Nuestro punto de partida se halla en Alájar, hermosa localidad de blanco caserío de gran importancia en nuestra singladura: a ella volveremos para acabar este recorrido circular de aproximadamente siete kilómetros. “Trabajamos rutas de senderismo, pero no interpretando el patrimonio natural, sino el patrimonio histórico, el etnográfico, el antropológico y el cultural. Lo que pretendemos es acercarnos un poco a las formas de vida de nuestro campo, de nuestra tierra, relacionándolas con los procesos históricos y dándole valor a esa parte que no estaba tan trabajada”. Quien habla es José Francisco González, licenciado en Historia y con un máster en Patrimonio Arqueológico a sus espaldas.
Además, este serrano de nacimiento es un auténtico enamorado de su tierra que pone alma en cada una de sus palabras cuando de compartir su pasión se trata.
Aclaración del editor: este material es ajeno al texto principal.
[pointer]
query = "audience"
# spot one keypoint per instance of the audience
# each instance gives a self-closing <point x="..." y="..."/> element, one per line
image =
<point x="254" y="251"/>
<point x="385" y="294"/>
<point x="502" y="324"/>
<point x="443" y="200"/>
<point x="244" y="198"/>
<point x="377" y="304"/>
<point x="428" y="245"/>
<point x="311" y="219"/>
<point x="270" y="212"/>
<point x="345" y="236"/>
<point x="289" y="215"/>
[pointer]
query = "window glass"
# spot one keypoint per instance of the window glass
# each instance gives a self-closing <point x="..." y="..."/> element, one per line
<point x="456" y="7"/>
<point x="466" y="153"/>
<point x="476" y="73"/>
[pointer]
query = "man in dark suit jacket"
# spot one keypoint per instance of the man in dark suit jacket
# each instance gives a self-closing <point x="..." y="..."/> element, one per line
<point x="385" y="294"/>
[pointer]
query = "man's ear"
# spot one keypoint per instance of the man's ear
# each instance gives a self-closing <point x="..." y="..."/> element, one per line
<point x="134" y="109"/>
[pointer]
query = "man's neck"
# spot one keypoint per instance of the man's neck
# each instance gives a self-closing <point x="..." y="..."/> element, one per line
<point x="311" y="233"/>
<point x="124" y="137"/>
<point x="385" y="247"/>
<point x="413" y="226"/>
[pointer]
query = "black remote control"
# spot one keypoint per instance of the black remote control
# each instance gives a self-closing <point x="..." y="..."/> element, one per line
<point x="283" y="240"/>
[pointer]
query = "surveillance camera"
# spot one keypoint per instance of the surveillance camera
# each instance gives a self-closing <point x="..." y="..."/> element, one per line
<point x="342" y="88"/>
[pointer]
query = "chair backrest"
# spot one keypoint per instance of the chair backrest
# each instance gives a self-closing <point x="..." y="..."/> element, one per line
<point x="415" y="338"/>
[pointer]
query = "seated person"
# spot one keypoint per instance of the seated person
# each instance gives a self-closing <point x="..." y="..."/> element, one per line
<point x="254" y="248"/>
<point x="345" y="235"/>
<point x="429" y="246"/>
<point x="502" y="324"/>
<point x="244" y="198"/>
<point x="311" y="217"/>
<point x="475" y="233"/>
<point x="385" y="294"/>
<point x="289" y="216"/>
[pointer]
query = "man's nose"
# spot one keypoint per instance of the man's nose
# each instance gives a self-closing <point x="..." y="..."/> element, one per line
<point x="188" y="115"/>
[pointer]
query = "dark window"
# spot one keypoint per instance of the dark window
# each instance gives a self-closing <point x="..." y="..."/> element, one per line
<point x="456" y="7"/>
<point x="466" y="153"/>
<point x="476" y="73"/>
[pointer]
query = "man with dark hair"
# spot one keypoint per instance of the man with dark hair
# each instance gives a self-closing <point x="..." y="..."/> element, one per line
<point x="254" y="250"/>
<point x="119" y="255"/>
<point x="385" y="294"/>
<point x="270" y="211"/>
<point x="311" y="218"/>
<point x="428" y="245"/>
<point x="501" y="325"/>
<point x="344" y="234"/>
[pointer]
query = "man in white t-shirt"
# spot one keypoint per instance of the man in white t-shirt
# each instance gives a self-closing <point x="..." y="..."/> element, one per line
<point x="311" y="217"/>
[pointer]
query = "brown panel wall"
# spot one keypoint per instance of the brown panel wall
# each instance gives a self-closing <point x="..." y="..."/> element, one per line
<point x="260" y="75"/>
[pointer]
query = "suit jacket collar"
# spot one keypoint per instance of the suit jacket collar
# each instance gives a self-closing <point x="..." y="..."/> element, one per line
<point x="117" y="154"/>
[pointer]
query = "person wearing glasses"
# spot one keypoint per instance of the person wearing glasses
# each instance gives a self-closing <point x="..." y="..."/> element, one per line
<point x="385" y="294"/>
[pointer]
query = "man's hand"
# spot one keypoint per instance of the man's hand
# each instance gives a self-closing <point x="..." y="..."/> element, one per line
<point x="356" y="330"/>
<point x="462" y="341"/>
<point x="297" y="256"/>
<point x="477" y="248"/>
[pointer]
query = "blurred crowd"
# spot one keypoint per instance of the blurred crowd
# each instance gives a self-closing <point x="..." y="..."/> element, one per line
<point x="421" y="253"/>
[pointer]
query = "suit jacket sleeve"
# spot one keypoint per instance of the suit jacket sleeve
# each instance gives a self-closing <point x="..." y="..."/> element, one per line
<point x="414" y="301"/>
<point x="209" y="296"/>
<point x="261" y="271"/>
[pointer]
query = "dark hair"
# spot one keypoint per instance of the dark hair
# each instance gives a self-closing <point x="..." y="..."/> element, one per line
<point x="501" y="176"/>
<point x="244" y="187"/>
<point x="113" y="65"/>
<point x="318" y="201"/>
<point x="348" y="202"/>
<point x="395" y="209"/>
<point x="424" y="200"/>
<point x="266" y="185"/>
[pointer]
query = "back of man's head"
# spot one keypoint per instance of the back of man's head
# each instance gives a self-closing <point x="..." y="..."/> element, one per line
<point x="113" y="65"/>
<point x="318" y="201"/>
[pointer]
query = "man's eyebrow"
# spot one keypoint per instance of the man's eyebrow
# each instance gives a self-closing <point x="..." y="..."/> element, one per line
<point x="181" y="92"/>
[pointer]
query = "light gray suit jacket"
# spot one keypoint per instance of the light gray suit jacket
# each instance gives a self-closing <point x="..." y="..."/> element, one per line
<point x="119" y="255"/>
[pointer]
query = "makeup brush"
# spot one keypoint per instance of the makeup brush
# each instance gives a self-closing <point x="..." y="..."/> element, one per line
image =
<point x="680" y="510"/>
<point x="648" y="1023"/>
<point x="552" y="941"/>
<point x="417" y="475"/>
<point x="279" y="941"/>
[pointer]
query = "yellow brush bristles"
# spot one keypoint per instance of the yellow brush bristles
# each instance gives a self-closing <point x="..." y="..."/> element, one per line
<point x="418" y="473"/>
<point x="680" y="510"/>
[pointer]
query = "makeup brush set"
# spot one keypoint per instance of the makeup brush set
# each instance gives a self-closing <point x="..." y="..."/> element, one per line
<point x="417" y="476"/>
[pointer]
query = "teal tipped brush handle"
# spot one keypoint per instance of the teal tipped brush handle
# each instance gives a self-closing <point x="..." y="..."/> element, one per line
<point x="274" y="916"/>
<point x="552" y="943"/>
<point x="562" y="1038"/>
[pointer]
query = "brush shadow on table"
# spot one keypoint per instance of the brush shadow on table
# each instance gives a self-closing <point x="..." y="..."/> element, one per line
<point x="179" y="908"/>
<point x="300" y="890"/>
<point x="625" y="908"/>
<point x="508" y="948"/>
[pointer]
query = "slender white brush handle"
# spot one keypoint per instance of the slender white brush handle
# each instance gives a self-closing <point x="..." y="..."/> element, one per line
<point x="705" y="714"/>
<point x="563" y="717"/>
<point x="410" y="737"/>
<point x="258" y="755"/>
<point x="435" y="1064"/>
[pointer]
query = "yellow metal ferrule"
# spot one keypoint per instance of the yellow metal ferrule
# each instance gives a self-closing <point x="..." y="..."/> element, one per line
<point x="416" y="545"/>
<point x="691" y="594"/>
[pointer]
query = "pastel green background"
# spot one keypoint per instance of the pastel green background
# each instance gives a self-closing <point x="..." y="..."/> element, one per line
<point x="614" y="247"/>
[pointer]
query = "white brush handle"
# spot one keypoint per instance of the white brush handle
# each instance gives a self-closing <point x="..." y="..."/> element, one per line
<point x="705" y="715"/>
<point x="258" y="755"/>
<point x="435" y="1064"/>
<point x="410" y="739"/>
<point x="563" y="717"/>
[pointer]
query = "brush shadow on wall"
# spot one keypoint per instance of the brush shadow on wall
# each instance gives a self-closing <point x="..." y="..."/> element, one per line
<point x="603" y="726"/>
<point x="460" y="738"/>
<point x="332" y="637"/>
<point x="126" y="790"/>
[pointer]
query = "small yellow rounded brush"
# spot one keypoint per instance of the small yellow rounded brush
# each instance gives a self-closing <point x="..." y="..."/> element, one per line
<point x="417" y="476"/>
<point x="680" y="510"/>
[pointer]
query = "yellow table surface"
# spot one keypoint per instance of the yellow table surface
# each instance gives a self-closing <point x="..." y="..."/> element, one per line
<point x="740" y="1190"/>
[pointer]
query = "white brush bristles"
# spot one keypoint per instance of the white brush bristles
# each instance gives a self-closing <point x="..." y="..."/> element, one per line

Con esa intención fundó en 2015 Vestigia Patrimonio y Turismo. “Estamos trabajando unos 50 senderos diferentes al año, ofertando cinco o seis al mes aproximadamente”, aclara. Y uno de ellos es el que nos disponemos a hacer.
Será él quien nos ilustre en el viaje, que al poco de arrancar se adentra en los paisajes que rodean Alájar: durante los meses de otoño, invierno y primavera, el Parque Natural Sierra de Aracena y Picos de Aroche estalla en belleza y hay que aprovechar. Muchos de los caminos que antaño fueron usados por lugareños en sus comunicaciones viarias conforman hoy senderos, la mayoría señalizados, que transcurren entre encinas, alcornoques y densos castañares. A nuestro paso, la naturaleza nos regala toda una paleta de tonalidades.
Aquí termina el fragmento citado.